WASHINGTON – The showdown between North Korea's Kim Jong Un and President Donald Trump has once again raised the specter of nuclear annihilation.
That has done wonders for the bomb-shelter industry.
Sales and inquiries have spiked, according to several of the U.S. companies that make money from doomsday fears.
"The increase in demand is everywhere. We are getting hundreds of calls," said Ron Hubbard, president of Atlas Survival Shelters, based in Montebello, Calif. Hubbard said he expects to have a banner year, selling 1,000 shelters at an average price of $25,000 each.
Bomb shelters are a cyclical industry, booming during crises and waning during periods of peace and predictability. Trump's "fire and fury" threat, after news about North Korea's nuclear weapons advancement, has helped boost sales, and not just in the United States.
Hubbard reports there is intensified demand in Japan, where he has opened a sales office in Osaka. He's also opening a 400,000-square-foot plant in Dallas, largely to serve the Japanese market.
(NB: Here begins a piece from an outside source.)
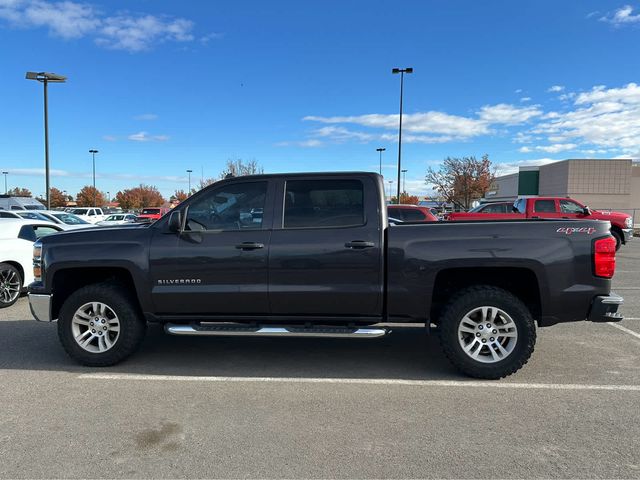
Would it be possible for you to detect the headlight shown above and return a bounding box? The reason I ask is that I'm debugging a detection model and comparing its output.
[33,241,42,282]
"We are back in the 1960s again," said Hubbard, referring to the Cold War demand for bomb shelters. "We've got a crazy man on one side and Donald Trump on the other."
Gary Lynch, general manager of Rising S Shelters in Murchison, Texas, has also seen a rise in demand for his products, both in Japan and here. "It is all due to the rhetoric on what is going on in North Korea," said Lynch, who said he has sold 67 bomb shelters internationally this year, mostly to Japan, compared with just nine for all of 2016.